New perspectives on grammatical change in heritage Norwegian
Introducing the adult speaker and adolescent relearner
Keywords:grammatical change, heritage relearning, balanced bilingualism, speaker demographics, heritage language exposure
This study introduces two speaker types, which have not yet been studied, to the study of heritage Norwegian: one adult (48, i.e., not elderly) and one adolescent speaker (16), “Kari” and “Jess”. They are both North American, English-dominant heritage speakers of Norwegian (AmNo), but differ from an older, previously studied cohort of American Norwegian speakers (old AmNo) in several respects. Kari and Jess have had more continuous contact with Norway throughout their lives. They are both Norwegian-literate and consume Norwegian-language media. Jess has attended Norwegian language courses in Norway, which motivates seeing her as a heritage language relearner. In this pilot study, we test the hypothesis that such extra-linguistic factors lead to grammatical differences between the groups. The hypothesis is tested by the analysis of three variables previously studied in old AmNo speakers: verb-second word order in non-subject initial clauses, possessive placement, and grammatical gender. We drew data from a 48-minute semi-structured speech recording. The study found that Kari and Jess indeed differ from old AmNo speakers.
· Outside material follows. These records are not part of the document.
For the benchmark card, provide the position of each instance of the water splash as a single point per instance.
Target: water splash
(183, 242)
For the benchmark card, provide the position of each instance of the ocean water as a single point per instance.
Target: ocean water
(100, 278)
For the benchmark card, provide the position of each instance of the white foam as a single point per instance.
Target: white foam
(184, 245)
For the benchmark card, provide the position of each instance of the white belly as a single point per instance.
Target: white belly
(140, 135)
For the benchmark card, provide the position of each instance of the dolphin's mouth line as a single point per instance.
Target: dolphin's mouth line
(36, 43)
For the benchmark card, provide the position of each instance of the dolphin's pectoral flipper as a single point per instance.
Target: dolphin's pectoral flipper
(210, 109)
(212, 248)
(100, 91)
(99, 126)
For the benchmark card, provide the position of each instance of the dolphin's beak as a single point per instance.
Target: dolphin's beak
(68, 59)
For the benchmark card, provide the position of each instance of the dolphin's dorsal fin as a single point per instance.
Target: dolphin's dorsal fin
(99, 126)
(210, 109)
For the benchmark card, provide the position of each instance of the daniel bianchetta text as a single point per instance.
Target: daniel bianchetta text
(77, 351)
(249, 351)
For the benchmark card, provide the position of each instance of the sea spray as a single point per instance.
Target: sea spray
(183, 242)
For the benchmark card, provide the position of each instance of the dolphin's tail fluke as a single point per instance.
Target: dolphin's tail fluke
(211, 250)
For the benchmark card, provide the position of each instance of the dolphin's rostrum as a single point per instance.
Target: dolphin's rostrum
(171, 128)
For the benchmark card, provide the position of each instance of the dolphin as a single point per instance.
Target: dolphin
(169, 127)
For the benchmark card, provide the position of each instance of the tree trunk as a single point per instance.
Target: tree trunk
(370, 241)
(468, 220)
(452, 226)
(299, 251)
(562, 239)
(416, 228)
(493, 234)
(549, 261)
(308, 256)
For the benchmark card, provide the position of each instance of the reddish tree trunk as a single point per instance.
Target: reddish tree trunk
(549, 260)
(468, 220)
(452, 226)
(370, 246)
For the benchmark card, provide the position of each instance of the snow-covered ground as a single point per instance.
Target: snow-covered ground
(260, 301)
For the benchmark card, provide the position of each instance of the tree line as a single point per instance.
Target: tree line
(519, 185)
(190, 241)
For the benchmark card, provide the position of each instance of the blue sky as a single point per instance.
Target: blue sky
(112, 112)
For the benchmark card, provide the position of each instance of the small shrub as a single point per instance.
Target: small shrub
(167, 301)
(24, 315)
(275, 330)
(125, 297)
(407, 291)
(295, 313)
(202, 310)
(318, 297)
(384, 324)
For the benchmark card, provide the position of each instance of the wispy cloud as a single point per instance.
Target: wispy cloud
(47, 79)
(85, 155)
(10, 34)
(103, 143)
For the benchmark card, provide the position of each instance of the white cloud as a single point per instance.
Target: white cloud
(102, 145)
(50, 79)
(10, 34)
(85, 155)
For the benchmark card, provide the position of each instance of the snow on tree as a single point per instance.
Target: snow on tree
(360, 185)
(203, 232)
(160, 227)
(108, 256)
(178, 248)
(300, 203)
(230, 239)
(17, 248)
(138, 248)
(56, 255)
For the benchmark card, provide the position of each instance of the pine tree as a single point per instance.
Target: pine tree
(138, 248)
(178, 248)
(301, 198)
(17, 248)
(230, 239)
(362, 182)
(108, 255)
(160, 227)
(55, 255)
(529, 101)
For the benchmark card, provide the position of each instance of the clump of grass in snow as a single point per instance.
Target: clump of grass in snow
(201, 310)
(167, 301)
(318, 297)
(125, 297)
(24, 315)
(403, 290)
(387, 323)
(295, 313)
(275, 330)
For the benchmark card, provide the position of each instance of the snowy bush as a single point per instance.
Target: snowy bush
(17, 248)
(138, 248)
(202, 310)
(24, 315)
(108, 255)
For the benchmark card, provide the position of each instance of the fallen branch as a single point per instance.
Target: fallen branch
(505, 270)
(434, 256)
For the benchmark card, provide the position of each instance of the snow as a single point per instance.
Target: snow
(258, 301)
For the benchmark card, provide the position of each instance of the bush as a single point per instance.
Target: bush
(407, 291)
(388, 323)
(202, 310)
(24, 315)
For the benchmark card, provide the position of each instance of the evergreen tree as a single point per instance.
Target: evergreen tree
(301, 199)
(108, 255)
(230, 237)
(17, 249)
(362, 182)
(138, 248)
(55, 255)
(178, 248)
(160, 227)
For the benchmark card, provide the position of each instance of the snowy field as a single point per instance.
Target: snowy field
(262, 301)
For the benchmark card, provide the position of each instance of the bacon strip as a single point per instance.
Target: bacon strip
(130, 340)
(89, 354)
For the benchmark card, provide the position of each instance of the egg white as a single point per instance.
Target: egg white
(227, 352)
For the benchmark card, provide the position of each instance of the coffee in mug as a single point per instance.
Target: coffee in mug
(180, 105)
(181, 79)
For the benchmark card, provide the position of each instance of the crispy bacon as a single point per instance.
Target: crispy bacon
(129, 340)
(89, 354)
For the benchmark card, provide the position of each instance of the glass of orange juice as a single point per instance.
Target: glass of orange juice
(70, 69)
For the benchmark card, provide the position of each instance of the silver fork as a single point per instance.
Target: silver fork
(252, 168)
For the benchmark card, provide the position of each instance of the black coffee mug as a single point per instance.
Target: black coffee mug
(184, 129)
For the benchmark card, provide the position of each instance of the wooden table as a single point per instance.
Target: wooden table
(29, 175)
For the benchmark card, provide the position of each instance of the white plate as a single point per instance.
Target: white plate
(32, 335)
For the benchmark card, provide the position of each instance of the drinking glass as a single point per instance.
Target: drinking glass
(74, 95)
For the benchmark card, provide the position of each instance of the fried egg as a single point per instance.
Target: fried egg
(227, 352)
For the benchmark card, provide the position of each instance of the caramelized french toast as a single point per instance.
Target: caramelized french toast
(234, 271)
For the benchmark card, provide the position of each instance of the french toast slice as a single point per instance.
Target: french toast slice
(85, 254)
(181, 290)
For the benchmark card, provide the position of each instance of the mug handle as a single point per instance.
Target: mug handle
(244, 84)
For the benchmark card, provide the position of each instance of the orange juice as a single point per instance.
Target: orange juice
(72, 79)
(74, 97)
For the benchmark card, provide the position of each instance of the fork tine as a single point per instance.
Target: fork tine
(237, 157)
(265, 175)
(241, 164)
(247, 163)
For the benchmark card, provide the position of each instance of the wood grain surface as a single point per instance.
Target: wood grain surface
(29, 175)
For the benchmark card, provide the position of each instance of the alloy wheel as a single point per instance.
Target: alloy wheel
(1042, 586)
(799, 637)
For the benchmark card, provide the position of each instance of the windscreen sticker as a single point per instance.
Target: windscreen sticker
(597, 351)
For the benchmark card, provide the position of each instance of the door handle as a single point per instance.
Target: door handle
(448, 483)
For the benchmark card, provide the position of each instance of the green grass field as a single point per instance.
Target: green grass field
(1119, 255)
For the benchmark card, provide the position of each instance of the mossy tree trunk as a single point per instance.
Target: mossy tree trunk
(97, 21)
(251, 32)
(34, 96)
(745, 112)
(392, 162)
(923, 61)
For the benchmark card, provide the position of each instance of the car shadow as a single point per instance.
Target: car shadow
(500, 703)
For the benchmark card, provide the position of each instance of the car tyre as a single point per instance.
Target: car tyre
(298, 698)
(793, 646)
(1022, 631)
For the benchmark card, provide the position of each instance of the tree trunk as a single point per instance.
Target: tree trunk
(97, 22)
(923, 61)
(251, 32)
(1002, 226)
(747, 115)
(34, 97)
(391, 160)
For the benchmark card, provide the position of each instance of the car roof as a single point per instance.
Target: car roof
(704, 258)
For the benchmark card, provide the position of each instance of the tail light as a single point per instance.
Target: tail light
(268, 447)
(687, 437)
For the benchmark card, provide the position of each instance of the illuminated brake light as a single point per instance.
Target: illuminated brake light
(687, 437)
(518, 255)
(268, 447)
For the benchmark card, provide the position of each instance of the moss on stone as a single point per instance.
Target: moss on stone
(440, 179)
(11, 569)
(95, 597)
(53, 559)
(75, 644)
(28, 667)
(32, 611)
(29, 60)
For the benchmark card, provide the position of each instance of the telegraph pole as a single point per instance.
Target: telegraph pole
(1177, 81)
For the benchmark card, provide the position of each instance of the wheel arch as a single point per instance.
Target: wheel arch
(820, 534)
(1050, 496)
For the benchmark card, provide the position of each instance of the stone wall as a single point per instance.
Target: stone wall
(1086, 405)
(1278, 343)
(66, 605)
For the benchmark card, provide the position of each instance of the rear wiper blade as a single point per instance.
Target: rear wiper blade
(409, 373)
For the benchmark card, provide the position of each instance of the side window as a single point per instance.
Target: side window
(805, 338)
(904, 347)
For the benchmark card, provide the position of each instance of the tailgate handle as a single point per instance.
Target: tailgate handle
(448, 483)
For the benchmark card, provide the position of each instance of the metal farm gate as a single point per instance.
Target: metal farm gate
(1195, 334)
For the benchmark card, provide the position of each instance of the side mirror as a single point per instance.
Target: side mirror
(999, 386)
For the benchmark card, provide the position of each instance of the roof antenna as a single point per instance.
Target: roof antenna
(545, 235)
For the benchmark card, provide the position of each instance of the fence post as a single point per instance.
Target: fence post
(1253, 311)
Kari’s language shows very little grammatical innovation, placing her among the most stable AmNo speakers. Jess’ language, in contrast, shows strongly innovative tendencies in all studied variables. To explain the innovations in Jess’ language, we appeal to heterogeneous input during childhood acquisition and cross-linguistic influence from English. Both factors, we argue, are active in the process of heritage language relearning.